Stadtlohn. Mitten auf einem Grundstück wurde in Stadtlohn am Donnerstagmorgen eine Bombe gefunden. Ein Baggerfahrer hatte sie plötzlich vor der Schaufel, als er ein Loch für ein neues Haus graben wollte. Wie die Bombe dahin gekommen ist? Ein Flugzeug hat sie vor über 73 Jahren dort hingeworfen. Damals herrschte in Deutschland Krieg und ständig waren Flugzeuge am Himmel und haben Bomben fallen lassen. Viele davon sind aber nicht explodiert, sondern haben sich nur tief in den Boden gebohrt. Nach dem Krieg hatte niemand die Zeit, überall nach Bomben zu suchen. Ganz oft hat man einfach die zerstörten Häuser wieder aufgebaut oder neue Gebäude gebaut. So wie in Stadtlohn: Auf dem Grundstück, wo jetzt die Bombe gefunden wurde, stand über lange Zeit eine Fabrik. Die wurde abgerissen. Jetzt sollen dort Wohnungen gebaut werden.

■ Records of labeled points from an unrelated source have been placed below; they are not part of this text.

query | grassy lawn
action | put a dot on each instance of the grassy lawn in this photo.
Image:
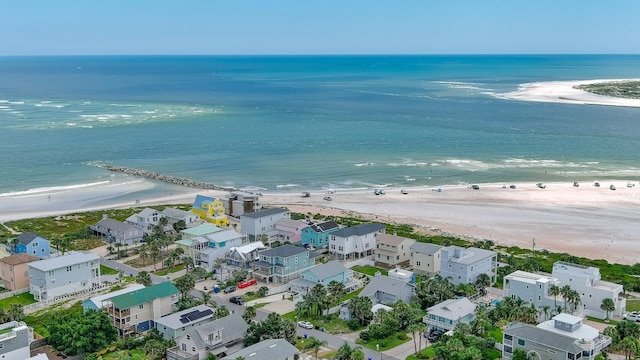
(369, 270)
(633, 305)
(105, 270)
(21, 299)
(385, 344)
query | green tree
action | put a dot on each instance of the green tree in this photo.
(75, 332)
(314, 344)
(608, 306)
(143, 278)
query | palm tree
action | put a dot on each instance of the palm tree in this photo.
(608, 306)
(314, 344)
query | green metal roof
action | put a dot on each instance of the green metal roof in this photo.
(200, 230)
(145, 295)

Auch wenn die Bombe dort so lange gelegen hat – gefährlich war sie immer noch. Deswegen mussten am Donnerstag viele Menschen, die in der Nähe des Fundorts wohnen, ihre Wohnungen verlassen. Ein speziell ausgebildeter Techniker hat die Bombe vorsichtig aus der Erde geholt und die gefährlichen Teile ausgebaut. Danach konnten die Menschen zurück in ihre Wohnungen.